のん気な男爵令嬢

神無乃愛

仕掛けた罠1

 正直な話、「引っかかればいいなー」くらいの気持ちだった。そうマイヤは述べた。
 ヴァルッテリも「子供でも引っかからないんじゃないかな」と述懐した。
 ウルヤナは「こんなふざけたことで主を危険な目に」と嘆き、ガイアは「王国も帝国も末期ですねぇ」と呆れた。

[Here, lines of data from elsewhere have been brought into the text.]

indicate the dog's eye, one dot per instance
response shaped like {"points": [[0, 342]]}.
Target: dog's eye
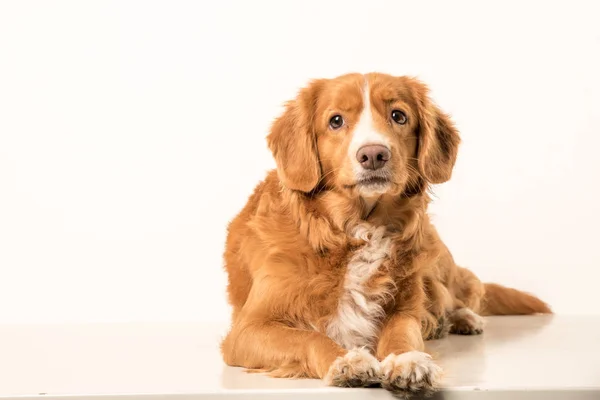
{"points": [[399, 117], [336, 122]]}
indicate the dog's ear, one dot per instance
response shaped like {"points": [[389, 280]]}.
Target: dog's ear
{"points": [[292, 141], [438, 138]]}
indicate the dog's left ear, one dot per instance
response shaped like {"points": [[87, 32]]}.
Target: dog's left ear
{"points": [[293, 142], [438, 138]]}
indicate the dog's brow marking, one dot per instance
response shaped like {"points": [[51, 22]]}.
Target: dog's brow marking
{"points": [[365, 132]]}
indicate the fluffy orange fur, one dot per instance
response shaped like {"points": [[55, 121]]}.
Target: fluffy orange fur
{"points": [[299, 310]]}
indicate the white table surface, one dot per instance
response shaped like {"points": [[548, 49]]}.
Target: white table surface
{"points": [[539, 357]]}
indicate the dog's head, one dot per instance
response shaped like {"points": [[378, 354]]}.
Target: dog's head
{"points": [[363, 134]]}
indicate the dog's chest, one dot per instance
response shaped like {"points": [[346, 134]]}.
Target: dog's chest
{"points": [[367, 287]]}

 ありていに言えば、これほど愚かな策が功を奏すなどと誰一人思っていなかったのだ。

 冒険者のパーティ編成は四人までと規約で決まっているため、誰を残すのか揉めた。結局アハトとベレッカが残ることになったのだが、決めた方法がコインの裏表という、ある意味怨みっこなしな方法だった。

「どのような薬草の説明を望みますか?」
 マイヤがにこりと微笑みながら、ヴァルッテリに訊ねた。
「俺は詳しく知らないけど、性病? の薬? あれの薬草……」
「最初から秘匿薬草を振らないでくださいませ」
「……やっぱり? じゃあ、オーソドックスにヒーリングポーションとマナポーションの原材料かな」
 分かっていて聞くな。近くで採取している領民がすぐさま突っ込みを入れていた。
「結構いらっしゃるんですよ。密偵とか、探りに来る方々が」
 調合師でも処方箋を盗もうとしておりますからね、とガイアも笑っていた。
「アベスカ家の名前さえ出さなければ、そのあたりは放っておりますけど」
「放っておくの!?」
「? 薬草の種類と処理方法は秘匿しておりますが、作り方は公開しておりますわよ」
 秘匿している理由が、危険な場所にある薬草を使用しているためだとか、処理方法が危険というのは置いておく。作っていけば、徐々に公開される内容でもある。
「作り方だけ、、は簡単ですし、マナポーションにも応用がききますから」
 ただし、その作業、調合スキルのない者が使用するとなれば、スキル持ちの十倍必死にならないとごみになる時が多い。帝都で「倍以上」とマイヤは述べたが、本当はそれくらいの覚悟が必要なのだ。
「ヒーリングポーション用薬草の殆どは、畑の隅で栽培しておりますわ。ですので、こちらも割愛ですわね」
 普通は植えない、そうウルヤナが力なく言うものの、周囲の領民は「味付け用に昔から薬草は作ってたからな」と取り合わない。
「……まさか、と思うけど」
「『ドクヤライ』と『ペッパーボム』、『マナソウル』『アクアソルト』は香辛料素材として、畑栽培ですわ」
「えっとね……なんで?」
「祖父が立て直すまで貧しかったというのが理由だそうですわ。『ドクヤライ』があれば、魔獣に残った多少の毒素は無効化しますし、『ペッパーボム』は少量で身体を温めつつ、火が付きにくいときの起爆剤として最高ですし」
 もちろん「マナソウル」や「アクアソルト」もそういった理由があって栽培している。

 余談だが、「ドクヤライ」は毒消し薬の、「ペッパーボム」はポーション系の、「マナソウル」はマナポーション、「アクアソルト」はヒーリングポーションの材料だ。
 簡単なヒーリングポーションなら、「ペッパーボム」少量と「アクアソルト」、それから水があれば作れる。
「……あっそ。これ、帝国の貧しい寒村で試験運用してもいい?」
「どうぞご自由に」
 出来るかどうかは分からないが。それで少しでも富めば、いいと思っている。
「こちらが、マナポーションの材料、『妙樹みょうじゅ』ですわ」
「……立派な樹だ」
「そうですわね。樹齢千年は超えるかと。葉も樹皮も樹液も材料ですから、保存には気を使っておりますの。そして、この妙樹の巨木が境界ラインですわ」
 境界ラインとは何ぞや、そうヴァルッテリたちが思っている間に、魔獣の群れが妙樹の後ろから現れた。
「確かに危険だ」
「お分かりいただけて嬉しいですわ」
 嬉しくないっ! そんな言葉がヴァルッテリとウルヤナから聞こえたが、マイヤは無視した。マイヤに戦うすべはないのだ。

 こういう時、戦力がいなマイヤは大人しくしているのがいい。狩りは得意なものに任せて、少しばかり採取をしよう。毎度のことながらそう動いているマイヤはその場にしゃがんだ。

 それが合図となり、ガイアは魔獣の駆逐に入った。

「それが合図ってどうなの!?」
 その叫びも当然、マイヤは無視して野生のペッパーボムとアクアソルトを採取していた。